Nov. 4th, 2004

cabbitzilla: (Default)
*exhale*
I've prowled the web today, for a sizable chunk of it with my chat client turned off so that I could focus. What I'm finding is disturbing... more disturbing to me than the results of the election. After months of some of the ugliest campaign mudslinging I've ever seen, months of rage and vitriol, the election's over.
And the hate still flows.
I can't honestly say I 'hate the Republicans'. I have a major issue with some of the things done and attempted by the Bush administration... but I don't know of a single president who's been completely acceptable to me. The issues I have with the previous-and-now-incoming-again administration have much to do with things like the separation of church and state, wholesale discrimination, and attempts to ram those prejudices down the throats of everyone who lives here in the U.S. They're more serious than the grievances I've had with other presidents, at least to my mind, but hate is not what burdens my heart.
It's fear.
Fear that, with four more years to play in, attempts to engrave the marginalizaton of every non-Christian American will resume with more success than past attempts. Fear that the war-inclined individuals within Bush's cabinet will again get his ear. Fear that the divisiveness now present among the citizens of the country will escalate to violence and turn us against each other.

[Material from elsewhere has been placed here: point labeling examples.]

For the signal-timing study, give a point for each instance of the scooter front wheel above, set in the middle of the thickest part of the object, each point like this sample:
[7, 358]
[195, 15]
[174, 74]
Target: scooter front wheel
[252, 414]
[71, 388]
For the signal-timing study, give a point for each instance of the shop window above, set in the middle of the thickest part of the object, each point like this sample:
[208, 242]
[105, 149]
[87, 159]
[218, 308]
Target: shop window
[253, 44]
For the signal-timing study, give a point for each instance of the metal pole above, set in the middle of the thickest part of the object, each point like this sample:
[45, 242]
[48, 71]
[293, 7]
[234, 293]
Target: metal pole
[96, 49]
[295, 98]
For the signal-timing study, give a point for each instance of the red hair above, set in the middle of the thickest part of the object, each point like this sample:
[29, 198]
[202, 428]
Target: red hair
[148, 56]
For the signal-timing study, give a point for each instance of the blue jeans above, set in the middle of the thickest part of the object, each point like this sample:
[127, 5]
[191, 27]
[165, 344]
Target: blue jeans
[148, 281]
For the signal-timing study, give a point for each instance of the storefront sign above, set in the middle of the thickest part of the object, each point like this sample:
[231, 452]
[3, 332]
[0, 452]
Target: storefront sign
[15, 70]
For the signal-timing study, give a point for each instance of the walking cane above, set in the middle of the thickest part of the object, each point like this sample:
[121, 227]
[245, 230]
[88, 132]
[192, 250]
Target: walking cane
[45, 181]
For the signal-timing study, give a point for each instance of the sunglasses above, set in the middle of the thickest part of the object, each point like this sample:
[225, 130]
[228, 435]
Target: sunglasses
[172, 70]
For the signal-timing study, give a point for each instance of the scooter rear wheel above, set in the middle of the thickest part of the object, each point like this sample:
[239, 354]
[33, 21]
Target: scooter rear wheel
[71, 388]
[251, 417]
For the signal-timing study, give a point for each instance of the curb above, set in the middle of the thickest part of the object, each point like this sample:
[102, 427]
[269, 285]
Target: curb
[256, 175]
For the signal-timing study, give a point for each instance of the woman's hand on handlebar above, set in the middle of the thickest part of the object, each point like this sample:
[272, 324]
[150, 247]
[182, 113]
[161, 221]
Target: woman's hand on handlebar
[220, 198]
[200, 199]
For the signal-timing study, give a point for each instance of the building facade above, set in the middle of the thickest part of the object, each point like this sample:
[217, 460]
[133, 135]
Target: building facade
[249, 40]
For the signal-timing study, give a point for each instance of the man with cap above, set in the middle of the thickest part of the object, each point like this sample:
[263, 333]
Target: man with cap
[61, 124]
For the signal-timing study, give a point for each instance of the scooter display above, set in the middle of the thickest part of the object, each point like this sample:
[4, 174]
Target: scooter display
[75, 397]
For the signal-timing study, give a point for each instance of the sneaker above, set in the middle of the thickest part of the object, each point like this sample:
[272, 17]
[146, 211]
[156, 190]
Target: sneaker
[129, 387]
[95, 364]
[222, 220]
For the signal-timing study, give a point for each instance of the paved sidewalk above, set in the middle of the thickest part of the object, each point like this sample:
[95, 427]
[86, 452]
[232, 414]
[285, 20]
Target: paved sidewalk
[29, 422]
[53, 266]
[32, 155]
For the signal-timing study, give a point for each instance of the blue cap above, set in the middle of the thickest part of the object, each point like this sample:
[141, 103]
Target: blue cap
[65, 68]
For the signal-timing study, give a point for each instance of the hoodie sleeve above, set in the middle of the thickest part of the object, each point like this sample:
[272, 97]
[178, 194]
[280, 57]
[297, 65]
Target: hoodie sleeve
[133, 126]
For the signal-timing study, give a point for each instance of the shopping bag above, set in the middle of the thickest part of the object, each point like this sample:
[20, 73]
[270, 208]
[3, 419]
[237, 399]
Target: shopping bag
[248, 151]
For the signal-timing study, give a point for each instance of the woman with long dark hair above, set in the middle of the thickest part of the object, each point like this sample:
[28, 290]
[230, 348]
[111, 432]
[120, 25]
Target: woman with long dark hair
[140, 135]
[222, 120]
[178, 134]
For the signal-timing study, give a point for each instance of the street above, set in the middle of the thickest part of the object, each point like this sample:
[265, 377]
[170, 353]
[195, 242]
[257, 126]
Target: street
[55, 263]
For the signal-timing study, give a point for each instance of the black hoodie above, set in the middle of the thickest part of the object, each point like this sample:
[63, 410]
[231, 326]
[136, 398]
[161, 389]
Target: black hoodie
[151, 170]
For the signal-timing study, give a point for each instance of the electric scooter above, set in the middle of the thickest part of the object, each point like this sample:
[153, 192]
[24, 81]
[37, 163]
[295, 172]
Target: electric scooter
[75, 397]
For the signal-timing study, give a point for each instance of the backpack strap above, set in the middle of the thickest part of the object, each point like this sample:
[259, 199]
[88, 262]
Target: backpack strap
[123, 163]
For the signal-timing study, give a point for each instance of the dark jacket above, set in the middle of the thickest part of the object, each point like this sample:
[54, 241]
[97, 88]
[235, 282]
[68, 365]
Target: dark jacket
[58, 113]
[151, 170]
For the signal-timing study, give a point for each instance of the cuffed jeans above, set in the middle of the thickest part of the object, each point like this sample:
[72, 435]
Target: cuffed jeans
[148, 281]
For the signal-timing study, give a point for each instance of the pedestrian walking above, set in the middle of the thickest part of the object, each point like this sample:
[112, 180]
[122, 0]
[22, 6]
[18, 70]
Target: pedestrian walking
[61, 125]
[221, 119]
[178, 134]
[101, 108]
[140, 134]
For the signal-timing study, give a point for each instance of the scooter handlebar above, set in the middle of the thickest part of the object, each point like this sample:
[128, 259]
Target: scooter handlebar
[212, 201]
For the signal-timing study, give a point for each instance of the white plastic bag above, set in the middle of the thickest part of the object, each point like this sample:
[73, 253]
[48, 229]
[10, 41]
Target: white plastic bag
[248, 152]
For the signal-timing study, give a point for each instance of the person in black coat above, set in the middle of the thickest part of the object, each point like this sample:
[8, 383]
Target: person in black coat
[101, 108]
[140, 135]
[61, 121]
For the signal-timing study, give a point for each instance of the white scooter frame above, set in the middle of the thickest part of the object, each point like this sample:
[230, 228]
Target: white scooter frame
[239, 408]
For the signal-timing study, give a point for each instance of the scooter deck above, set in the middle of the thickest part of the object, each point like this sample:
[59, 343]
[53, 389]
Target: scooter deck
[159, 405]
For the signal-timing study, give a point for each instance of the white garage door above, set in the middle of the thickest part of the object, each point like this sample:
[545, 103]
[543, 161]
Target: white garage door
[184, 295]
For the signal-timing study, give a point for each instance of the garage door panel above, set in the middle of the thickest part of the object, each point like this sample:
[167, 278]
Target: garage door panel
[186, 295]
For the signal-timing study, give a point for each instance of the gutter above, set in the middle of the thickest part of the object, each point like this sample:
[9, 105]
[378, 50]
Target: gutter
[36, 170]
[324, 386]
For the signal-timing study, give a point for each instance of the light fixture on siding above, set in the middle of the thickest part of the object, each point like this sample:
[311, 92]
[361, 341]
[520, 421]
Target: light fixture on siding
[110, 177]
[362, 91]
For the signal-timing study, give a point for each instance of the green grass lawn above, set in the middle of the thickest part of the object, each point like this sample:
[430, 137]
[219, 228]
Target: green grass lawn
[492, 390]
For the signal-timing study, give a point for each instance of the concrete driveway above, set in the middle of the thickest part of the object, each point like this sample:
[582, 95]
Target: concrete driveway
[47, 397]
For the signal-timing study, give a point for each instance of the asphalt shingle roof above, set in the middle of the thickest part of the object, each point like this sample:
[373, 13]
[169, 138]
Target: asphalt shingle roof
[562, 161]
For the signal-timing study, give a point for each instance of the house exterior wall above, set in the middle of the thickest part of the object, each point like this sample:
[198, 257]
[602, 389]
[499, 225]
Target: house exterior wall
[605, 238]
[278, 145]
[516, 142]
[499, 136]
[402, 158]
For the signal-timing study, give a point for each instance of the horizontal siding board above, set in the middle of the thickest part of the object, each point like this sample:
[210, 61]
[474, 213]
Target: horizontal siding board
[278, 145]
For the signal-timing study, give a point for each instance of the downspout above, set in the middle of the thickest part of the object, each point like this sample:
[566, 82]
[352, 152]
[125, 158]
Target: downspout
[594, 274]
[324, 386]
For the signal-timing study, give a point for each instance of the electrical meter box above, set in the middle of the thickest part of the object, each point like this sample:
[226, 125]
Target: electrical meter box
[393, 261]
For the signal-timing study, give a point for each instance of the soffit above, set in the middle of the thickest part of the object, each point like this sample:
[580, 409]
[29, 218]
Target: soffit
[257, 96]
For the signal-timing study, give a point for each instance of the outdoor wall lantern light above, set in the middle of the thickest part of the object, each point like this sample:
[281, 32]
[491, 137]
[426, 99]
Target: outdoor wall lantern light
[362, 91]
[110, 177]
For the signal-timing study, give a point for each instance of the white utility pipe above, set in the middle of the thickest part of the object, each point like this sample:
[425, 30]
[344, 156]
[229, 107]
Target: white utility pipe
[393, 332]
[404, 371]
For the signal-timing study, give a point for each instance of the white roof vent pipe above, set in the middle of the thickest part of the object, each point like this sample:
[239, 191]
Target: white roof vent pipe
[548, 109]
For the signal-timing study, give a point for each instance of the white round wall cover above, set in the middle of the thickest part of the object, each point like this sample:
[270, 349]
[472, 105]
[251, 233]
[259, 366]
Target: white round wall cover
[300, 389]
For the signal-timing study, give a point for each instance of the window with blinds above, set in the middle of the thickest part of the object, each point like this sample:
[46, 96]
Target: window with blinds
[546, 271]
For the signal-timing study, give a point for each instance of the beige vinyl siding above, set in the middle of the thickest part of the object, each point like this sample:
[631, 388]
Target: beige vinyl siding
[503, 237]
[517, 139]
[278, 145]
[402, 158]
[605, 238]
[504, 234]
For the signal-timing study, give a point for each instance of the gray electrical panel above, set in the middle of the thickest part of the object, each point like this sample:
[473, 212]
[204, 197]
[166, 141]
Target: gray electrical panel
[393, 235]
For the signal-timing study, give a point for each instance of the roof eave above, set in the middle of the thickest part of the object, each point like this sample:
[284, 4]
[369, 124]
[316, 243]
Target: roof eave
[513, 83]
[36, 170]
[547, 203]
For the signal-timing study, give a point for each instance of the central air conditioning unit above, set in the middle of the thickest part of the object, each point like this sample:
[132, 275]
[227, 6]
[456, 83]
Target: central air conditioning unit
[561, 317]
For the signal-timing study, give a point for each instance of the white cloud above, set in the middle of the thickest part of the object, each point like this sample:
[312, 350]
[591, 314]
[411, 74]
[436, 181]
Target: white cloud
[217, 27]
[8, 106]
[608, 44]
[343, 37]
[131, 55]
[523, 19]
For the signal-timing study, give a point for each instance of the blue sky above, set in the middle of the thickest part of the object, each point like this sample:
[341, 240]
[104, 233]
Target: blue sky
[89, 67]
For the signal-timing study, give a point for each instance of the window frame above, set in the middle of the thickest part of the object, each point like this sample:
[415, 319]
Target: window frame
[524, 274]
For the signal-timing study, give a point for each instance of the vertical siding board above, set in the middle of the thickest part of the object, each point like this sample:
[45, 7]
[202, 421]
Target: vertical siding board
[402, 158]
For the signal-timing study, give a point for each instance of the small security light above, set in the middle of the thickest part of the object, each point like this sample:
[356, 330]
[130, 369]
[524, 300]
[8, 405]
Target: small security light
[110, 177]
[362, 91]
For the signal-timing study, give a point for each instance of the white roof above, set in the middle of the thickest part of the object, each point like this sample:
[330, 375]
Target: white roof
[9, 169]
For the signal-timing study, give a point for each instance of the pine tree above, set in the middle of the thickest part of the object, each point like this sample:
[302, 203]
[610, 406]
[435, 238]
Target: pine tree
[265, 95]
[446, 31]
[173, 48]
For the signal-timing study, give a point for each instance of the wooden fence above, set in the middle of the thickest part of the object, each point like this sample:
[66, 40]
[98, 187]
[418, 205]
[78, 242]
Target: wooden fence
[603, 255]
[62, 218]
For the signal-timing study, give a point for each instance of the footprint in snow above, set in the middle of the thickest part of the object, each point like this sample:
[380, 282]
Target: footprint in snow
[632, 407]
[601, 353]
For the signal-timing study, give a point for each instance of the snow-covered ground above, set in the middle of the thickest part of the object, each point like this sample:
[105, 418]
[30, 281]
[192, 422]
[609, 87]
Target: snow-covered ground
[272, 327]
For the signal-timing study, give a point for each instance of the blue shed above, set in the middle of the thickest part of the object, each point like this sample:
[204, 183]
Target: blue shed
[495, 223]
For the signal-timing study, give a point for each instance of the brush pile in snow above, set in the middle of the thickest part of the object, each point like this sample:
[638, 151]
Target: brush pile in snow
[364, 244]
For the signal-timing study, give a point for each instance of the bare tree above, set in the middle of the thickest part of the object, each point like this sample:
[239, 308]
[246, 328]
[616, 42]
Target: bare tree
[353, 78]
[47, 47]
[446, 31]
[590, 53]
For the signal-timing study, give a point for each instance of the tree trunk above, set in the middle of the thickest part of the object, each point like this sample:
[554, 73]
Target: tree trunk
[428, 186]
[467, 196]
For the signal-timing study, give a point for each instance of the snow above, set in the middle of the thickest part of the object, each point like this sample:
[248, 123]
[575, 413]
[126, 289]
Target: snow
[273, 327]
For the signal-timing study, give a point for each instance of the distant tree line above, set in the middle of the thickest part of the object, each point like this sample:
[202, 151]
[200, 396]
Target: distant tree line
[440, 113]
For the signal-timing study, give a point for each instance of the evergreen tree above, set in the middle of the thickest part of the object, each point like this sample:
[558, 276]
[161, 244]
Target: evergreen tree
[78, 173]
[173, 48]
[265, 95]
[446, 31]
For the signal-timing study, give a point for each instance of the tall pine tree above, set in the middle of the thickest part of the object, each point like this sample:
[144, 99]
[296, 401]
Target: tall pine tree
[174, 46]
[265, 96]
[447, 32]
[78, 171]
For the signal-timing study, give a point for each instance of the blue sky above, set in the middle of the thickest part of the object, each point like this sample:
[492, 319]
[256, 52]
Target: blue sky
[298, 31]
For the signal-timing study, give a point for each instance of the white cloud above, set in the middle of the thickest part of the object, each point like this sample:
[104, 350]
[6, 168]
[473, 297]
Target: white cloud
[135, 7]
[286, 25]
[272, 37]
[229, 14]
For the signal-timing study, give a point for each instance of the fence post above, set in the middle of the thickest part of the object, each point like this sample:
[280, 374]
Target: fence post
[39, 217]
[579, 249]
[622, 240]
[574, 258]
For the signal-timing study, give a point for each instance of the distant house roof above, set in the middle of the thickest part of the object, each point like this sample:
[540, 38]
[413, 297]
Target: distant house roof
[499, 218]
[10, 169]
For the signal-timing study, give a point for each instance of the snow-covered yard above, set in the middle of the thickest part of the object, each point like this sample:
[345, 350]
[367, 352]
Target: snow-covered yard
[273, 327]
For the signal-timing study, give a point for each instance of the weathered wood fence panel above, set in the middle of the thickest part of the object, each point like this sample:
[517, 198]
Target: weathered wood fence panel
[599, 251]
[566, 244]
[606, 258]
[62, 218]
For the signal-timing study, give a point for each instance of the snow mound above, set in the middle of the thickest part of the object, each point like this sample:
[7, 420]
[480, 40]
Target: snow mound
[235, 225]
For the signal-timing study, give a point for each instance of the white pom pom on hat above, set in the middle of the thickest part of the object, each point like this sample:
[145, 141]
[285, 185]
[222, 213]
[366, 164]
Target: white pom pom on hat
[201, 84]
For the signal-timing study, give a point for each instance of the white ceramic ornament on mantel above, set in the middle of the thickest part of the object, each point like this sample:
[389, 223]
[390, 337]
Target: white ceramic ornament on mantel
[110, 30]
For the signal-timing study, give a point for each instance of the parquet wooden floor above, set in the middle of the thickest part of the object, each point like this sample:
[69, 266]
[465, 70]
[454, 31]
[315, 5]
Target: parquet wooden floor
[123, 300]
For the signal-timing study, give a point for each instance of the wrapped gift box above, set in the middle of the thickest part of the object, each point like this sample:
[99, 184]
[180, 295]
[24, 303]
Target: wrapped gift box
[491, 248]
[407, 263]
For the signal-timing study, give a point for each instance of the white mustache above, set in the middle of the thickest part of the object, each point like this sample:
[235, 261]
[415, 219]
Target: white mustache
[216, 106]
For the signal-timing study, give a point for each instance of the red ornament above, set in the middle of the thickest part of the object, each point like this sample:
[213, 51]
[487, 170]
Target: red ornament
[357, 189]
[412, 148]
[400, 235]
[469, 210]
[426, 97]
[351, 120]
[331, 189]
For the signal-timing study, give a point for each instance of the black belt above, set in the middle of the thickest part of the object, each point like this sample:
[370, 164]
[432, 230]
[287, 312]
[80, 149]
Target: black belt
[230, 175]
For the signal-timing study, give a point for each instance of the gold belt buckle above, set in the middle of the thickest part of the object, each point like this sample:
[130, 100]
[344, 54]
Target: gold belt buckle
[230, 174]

Fear that the hate is now etched so deeply that it won't abate.
I've made no secret of my desire to pry Bush out of office, but just as I'm stuck -here-, we're stuck with a second term. The task now is to make the best of what's there; giving up is anathema to me. It wasn't enough armor to keep my spirits from plummeting as I scanned news pages and activist group postings, though, staring at the viciousness and ill intent with growing horror. There doesn't seem to be a lot of 'well, this is the answer we got, now let's see what we can make of it' sentiment. I've seen a half dozen pages of people calling for armed rebellion...
Because everyone knows what we need is another war to bring us all together, right?
The post I made previously, with the Election Pledge and my thoughts on it, was intended to be an elaboration of the 'see what we can make of it' sentiment above. The bleakness I was dealing with in my mind and heart gave it a much darker and resentful tone than I'd intended, but there it is. Many thanks to [livejournal.com profile] jhyanmar, [livejournal.com profile] rowandoll, [livejournal.com profile] articcub, [livejournal.com profile] wibbble, [livejournal.com profile] corona688, [livejournal.com profile] foxeryn, and [livejournal.com profile] trajan_lj, in no particular order, for helping me work through the blue that nearly swallowed me; I don't know why you guys put up with me, but I'm awfully glad to have you around.
All of you are family, along with a handful of others. More dear to me than anything else I know.
The moral of the story? Life goes on. I have serious doubts that we're all going to perish in a 'cacophony of blood and violence', as one website insisted. I worry, yes. I'm not comfortable with the militantly single-minded beliefs of the religious right, and the clout they seem to have via Bush. But I refuse to give up. I may sound blue, depressed, frightened... but I won't surrender. It's true that I don't have the option of leaving, yes. It's true that I've pondered it on more than one occasion, yes. But if I'd thought it were even a moderately serious option, I wouldn't have spent the last six weeks packing, sorting, and moving into this apartment. Especially in the last few years, I've taken to a deliberately spartan use of my time and energy; there's no longer an unlimited supply, and there're certain things I need to get done. With the help of some folks very dear to me, I think I've got my head back out of the sand. Let's go see what's around the corner, shall we?
[gump] And that's all I've got to say about that. [/gump]
cabbitzilla: (RO)
The day has not started well. No, not at all. At 5AM this morn, a stack of boxes collapsed, dropping a full box of books onto a box that contained some of my more obscure music... all of it things that I'd found after the move began, so they hadn't been ripped to the G3 yet. Twenty nine albums smashed to shards, along with two of my porcelain penguin figurines, a vase I'd picked up in Oklahoma, my bloodstone necklace and ring, and three of my candle cups and figures. I sifted the box for hours, trying to get everything that's broken at least written down so that I can try and replace it somewhere down the road... and then braved the rain to drop the remains into the dumpster.

So, yes, I'm here. It's raining, which is bleh. But I'm up, awake, mostly alert. I need to find a couple more boxes to unpack; I know there's at least two more boxes of books out there somewhere. I also need to do something foodlike. *shakes her head* So this'll be a short post. Yes, I know I've been long winded of late. Sorry.